Hi community!
I have a Google Sheets document with data from different sources that will enhance my database, however, I tried using Zapier but it breaks if there are more than 10,000 rows. They literally told me "It’s likely that much data in a GSheet will cause issues/errors in the Zaps."
So, does anyone knows of a solution for this scenario?
-Raul
Solved! Go to Solution.
AFAICT, Google spreadsheets in the first place are not optimized for large volumes of information, and on top of that reading that volume of data via Zapier from G-sheets would likely cause errors. IMHO you could try decreasing the batch size by running the Zap more often (i.e., increasing the frequency, if you're running this batch job 1x a day, maybe do 2-3 times a day). This can put you in a safe zone, but as you can imagine, theoretically it's not a guarantee that you'd never encounter 100k rows for processing. Alternatively, you could also use Google Sheets API (using the custom API request action) to loop through the smaller pieces of data until you're done processing the entire file.

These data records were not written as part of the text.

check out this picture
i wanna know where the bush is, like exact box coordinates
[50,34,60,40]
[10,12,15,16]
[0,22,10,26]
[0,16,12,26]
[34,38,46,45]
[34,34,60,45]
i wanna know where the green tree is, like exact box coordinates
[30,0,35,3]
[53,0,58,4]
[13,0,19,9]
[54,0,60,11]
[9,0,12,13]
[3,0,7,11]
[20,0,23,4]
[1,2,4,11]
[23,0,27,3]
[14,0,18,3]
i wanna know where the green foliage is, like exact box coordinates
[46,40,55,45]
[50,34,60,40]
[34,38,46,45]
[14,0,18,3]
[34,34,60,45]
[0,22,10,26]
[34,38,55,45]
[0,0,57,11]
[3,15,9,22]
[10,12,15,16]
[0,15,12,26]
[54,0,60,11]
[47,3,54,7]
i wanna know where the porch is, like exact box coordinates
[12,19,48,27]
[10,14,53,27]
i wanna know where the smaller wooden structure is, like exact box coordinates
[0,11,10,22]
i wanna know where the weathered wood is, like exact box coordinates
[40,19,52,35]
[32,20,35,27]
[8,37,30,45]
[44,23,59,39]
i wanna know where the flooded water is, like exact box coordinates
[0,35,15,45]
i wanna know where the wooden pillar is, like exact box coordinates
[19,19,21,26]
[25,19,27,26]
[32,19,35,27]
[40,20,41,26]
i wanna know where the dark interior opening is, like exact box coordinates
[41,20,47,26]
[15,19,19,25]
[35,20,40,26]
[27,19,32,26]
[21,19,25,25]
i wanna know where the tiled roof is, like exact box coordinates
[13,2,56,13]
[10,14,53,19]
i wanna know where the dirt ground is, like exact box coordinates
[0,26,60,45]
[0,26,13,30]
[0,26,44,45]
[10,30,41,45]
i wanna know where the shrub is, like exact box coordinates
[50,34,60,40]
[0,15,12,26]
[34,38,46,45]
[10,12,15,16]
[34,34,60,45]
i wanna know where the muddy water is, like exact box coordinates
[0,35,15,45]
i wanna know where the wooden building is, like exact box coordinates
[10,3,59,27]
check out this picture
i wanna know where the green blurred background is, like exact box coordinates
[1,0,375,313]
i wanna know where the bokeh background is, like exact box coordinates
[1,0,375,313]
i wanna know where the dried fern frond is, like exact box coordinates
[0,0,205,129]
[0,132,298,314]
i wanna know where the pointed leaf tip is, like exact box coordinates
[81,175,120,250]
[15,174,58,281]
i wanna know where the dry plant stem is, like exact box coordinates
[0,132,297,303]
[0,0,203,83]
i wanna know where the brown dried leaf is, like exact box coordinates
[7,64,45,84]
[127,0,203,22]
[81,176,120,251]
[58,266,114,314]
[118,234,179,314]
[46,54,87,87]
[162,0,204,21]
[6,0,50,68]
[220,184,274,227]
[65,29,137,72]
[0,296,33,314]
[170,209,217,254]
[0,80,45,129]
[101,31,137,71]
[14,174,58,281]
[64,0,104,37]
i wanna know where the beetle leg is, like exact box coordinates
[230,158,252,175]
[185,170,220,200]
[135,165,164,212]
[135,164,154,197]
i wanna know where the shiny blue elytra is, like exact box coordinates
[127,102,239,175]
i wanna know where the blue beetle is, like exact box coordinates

AFAICT, Google spreadsheets in the first place are not optimized for large volumes of information, and on top of that reading that volume of data via Zapier from G-sheets would likely cause errors. IMHO you could try decreasing the batch size by running the Zap more often (i.e., increasing the frequency, if you're running this batch job 1x a day, maybe do 2-3 times a day). This can put you in a safe zone, but as you can imagine, theoretically it's not a guarantee that you'd never encounter 100k rows for processing. Alternatively, you could also use Google Sheets API (using the custom API request action) to loop through the smaller pieces of data until you're done processing the entire file.
Thanks @Darshil_Shah1, I'll try the Google Sheets API. These files will always load one column from 75k to 100k records on a daily basis.